Tamper-evidence (17c77b7)

  • An append-only SHA-256 hash chain at data/audit/certificate_audit.chain.jsonl: {seq, entry, prev_hash, hash}, gap-free seq (a missing seq proves a deletion), byte-stable canon (IDN-safe). Single-writer under a lock, fsync per line, state advanced only after a durable write, recovered on restart, truncated-tail tolerated. No new dependencies (json + hashlib).
  • A standalone verifier (python -m modules.core.audit_verify, stdlib only, runs without CertMate) reports PASS or the exact seq + reason of the first break.

Operator surface (e2bd4a1)

  • GET /api/audit/verify (admin, read-only): runs the verifier, returns 200 intact / 409 broken.
  • Settings → API Keys: an "AI agent key" checkbox (+ an agent badge in the list) that sets is_agent, so the MCP server can use a key whose actions are attributed as agent.

Docs (e1e2307)

  • api.md: corrects the audit-log section (it wrongly claimed pure JSON, hiding the logging prefix and the local-vs-UTC time bases) and documents the new fields, the chain, the endpoint, and the verifier.
  • mcp.md: how to give an agent a dedicated is_agent key.
  • compliance.md (new): an honest operator-enablement mapping to NIS2 (strongest fit), EU AI Act Art. 50 (transparency spirit only), and ISO 42001 (records), with explicit non-claims.
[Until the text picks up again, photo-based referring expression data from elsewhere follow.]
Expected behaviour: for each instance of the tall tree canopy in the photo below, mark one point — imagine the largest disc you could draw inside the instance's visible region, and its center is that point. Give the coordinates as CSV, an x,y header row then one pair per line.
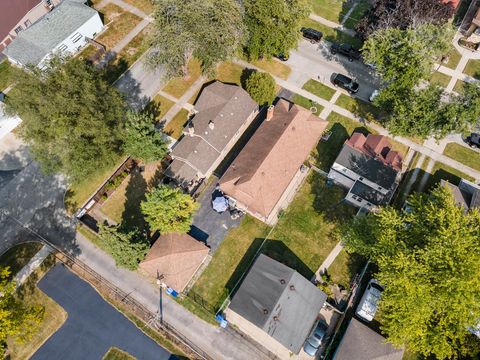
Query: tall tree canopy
x,y
428,262
403,14
16,318
208,30
168,210
127,248
72,118
141,140
273,26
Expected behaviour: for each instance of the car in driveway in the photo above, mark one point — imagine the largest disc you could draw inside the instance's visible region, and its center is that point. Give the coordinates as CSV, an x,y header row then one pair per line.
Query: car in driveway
x,y
311,34
316,338
345,83
473,140
368,305
345,49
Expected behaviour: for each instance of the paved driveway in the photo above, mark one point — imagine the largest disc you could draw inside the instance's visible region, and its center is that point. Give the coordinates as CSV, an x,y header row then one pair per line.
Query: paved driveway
x,y
92,325
208,225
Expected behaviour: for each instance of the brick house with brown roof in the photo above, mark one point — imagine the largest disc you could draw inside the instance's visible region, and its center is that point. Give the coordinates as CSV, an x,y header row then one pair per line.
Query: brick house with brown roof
x,y
224,112
369,168
269,168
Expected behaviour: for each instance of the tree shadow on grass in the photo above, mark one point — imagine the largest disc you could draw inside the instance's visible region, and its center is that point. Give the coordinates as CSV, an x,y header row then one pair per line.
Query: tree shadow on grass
x,y
132,217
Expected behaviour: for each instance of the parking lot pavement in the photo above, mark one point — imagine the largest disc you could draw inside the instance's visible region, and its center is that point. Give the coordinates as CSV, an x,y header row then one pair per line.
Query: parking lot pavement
x,y
310,61
92,325
208,225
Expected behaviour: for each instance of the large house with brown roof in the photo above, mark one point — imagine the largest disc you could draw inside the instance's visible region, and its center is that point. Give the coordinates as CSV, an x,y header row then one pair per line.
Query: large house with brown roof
x,y
224,112
369,168
268,170
175,258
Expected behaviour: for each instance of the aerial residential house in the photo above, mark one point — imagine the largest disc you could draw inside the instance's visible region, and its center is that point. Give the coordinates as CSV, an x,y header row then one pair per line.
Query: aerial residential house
x,y
224,112
16,16
362,343
174,258
267,172
369,168
63,30
466,194
276,306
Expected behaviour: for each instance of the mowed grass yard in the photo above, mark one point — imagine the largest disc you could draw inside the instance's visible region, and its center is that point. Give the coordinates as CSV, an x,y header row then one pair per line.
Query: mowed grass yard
x,y
302,239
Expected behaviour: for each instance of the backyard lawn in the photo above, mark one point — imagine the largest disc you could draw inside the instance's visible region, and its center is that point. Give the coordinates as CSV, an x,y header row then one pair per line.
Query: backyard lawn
x,y
333,10
174,128
463,154
307,104
473,68
178,86
319,89
440,79
119,27
358,107
332,35
274,67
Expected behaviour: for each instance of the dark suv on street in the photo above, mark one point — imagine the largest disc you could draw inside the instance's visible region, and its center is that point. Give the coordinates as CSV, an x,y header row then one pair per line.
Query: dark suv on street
x,y
347,50
345,83
311,34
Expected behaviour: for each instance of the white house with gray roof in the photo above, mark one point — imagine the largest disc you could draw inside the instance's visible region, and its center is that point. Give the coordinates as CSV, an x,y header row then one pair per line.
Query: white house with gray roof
x,y
64,30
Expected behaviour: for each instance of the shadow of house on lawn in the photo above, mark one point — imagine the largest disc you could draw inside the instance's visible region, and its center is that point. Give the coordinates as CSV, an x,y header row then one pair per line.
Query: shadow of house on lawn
x,y
132,217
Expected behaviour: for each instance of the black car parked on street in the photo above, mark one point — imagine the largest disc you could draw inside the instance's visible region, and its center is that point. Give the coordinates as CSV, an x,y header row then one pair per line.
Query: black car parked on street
x,y
347,50
311,34
345,83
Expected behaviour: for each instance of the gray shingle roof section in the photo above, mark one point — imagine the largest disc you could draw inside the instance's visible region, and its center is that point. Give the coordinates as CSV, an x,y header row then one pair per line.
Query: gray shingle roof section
x,y
280,301
362,343
35,42
367,167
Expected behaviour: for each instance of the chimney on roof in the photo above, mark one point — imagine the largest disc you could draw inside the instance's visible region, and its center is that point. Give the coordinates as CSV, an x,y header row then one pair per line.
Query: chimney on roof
x,y
270,110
Hardening from adversarial review (12da43e)

  • An independent review found a blocker: a non-object JSON line in the chain file could raise AttributeError out of AuditLogger.__init__ and abort app startup (taking the scheduler down). Fixed so a corrupt line is reported, never crashes; recovery can never abort __init__. Plus lock-on-verify and the tail-truncation limitation documented + tested.

Threat-model honesty (stated in code and docs)

The chain detects interior modification / deletion / reorder by anyone without the writer's running state. It does not detect tail truncation without an external head anchor, and it does not bind the operator (who holds the file and could rewrite the whole chain). Both require external anchoring of signed checkpoints — Phase 3, deliberately not in this PR.

Out of scope (by design)

  • Ed25519 signed export bundle + external anchoring (Phase 3) — introduces signing-key lifecycle (loss/rotation) and touches SMTP/S3; a separate decision.
  • Including the chain in the unified backup zip — touches the backup contract.

Tests / safety

  • +60 tests (attribution, kind derivation, header-is-a-claim, success/failure emission across create/renew, scheduler attribution, chain write/verify, modify/delete/reorder detection, restart recovery, non-object-line safety, the verify endpoint). Full suite 1530 passed, 17 skipped. No emoji. Template theme-token gate passes.
  • Audit emission is isolated best-effort everywhere (try/except), so it cannot break or alter certificate issuance/renewal.

Note for before merge: Phase 1 wraps the issuance choke point (issue_create/renew/reissue) additively, and the renewal tests pass — but since that path was touched, a real-cert smoke (issue+renew against a test subdomain) is the prudent final check.

🤖 Generated with Claude Code

fabriziosalmi and others added 6 commits June 15, 2026 13:02
…mit on the silent paths

When an MCP/AI agent renews or replaces certificates on a schedule, the audit
log could not say what changed, when, and on whose authority. Two gaps caused
this: the success paths that matter emitted no audit record at all, and the
records that did exist carried only a coarse `user` string.

Attribution (Phase 1 of l0 #408):

- audit entries gain an additive, structured `actor` ({kind, id, label,
  token_prefix, agent_session}) and `trigger` ({cause, job_id}). log_operation
  synthesises a {kind:'system'} actor when none is passed, so every existing
  call site and old reader keeps working.
- new audit_context resolver maps the AUTHENTICATED identity into (actor,
  trigger): a scoped key flagged is_agent -> kind='agent', a non-agent scoped
  key / legacy bearer -> 'api_token', a session -> 'user'. The client-supplied
  X-CertMate-Agent-Session / -Agent-Id headers are recorded as an informational
  claim only and never promote a caller to 'agent'.
- auth threads the stable api_key_id + token_prefix + is_agent into
  request.current_user; create_api_key accepts and persists is_agent (exposed
  on POST /api/keys) so an operator can dedicate an agent-flagged key.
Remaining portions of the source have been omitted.